2. Payments. From and after the Effective Date, the Agent shall make all payments in respect of [the][each] Assigned Interest (including payments of principal, interest, fees and other amounts) to [the][the relevant] Assignor for amounts which have accrued up to but excluding the Effective Date and to [the][the relevant] Assignee for amounts which have accrued from and after the Effective Date.
3. General Provisions. This Assignment and Acceptance shall be binding upon, and inure to the benefit of, the parties hereto and their respective successors and assigns. This Assignment and Acceptance may be executed in any number of counterparts, which together shall constitute one instrument. Delivery of an executed counterpart of a signature page of this Assignment and Acceptance by telecopy shall be effective as delivery of a manually executed counterpart of this Assignment and Acceptance. This agreement shall be governed by, and construed in accordance with, the laws of the State of New York.
4. Fees. This Assignment and Acceptance shall be delivered to the Agent with a processing and recordation fee of $3,500, to the extent required by the terms of the Credit Agreement, unless such fee has been waived by the Agent in its sole discretion.

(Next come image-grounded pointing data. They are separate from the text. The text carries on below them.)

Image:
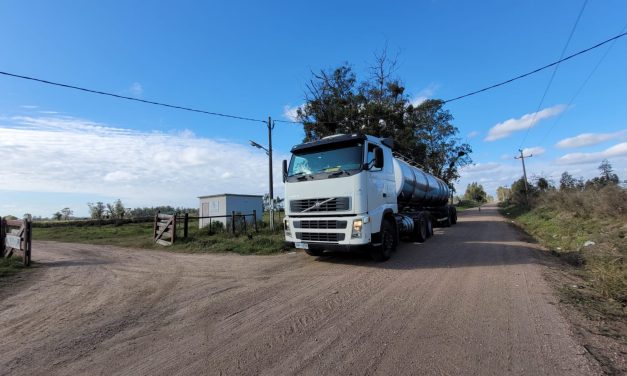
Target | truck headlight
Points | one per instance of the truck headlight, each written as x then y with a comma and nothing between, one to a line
286,224
357,225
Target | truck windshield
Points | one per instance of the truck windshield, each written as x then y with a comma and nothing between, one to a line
332,161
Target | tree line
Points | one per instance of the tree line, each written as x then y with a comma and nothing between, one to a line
117,210
337,102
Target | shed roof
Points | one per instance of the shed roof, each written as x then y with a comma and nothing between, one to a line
230,194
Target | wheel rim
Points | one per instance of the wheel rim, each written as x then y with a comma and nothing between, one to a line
388,243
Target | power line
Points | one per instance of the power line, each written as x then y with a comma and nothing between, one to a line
546,90
538,69
130,98
584,83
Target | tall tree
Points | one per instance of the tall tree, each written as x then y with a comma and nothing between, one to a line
336,102
475,192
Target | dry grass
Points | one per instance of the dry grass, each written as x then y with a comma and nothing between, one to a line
587,229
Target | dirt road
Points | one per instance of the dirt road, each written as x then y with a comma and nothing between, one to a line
470,301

5. Conditions to Effectiveness. It shall be a condition precedent to the Effective Date that: (1) Assignee shall have executed a joinder to the Cash Collateral Agreement in form and substance reasonably satisfactory to the Agent, (2) Assignee shall have deposited cash into the “Account” (as defined in the Cash Collateral Agreement) in an amount equal to 102% of its L/C Commitment; (3) the representations and warranties of the Assignee (in its capacity as Pledgor) set forth in the Cash Collateral Agreement are true and correct in all material respects as of the Effective Date (unless such representation and warranty is qualified by materiality, in which case such representation and warranty shall be true and correct in all respects); and (4) the Assignee shall have delivered to the Agent resolutions, certificates and opinions comparable to such documents delivered by the L/C Lenders to the Agent on the “Effective Date” (as defined in the Credit Agreement), all in form and substance reasonably satisfactory to the Agent.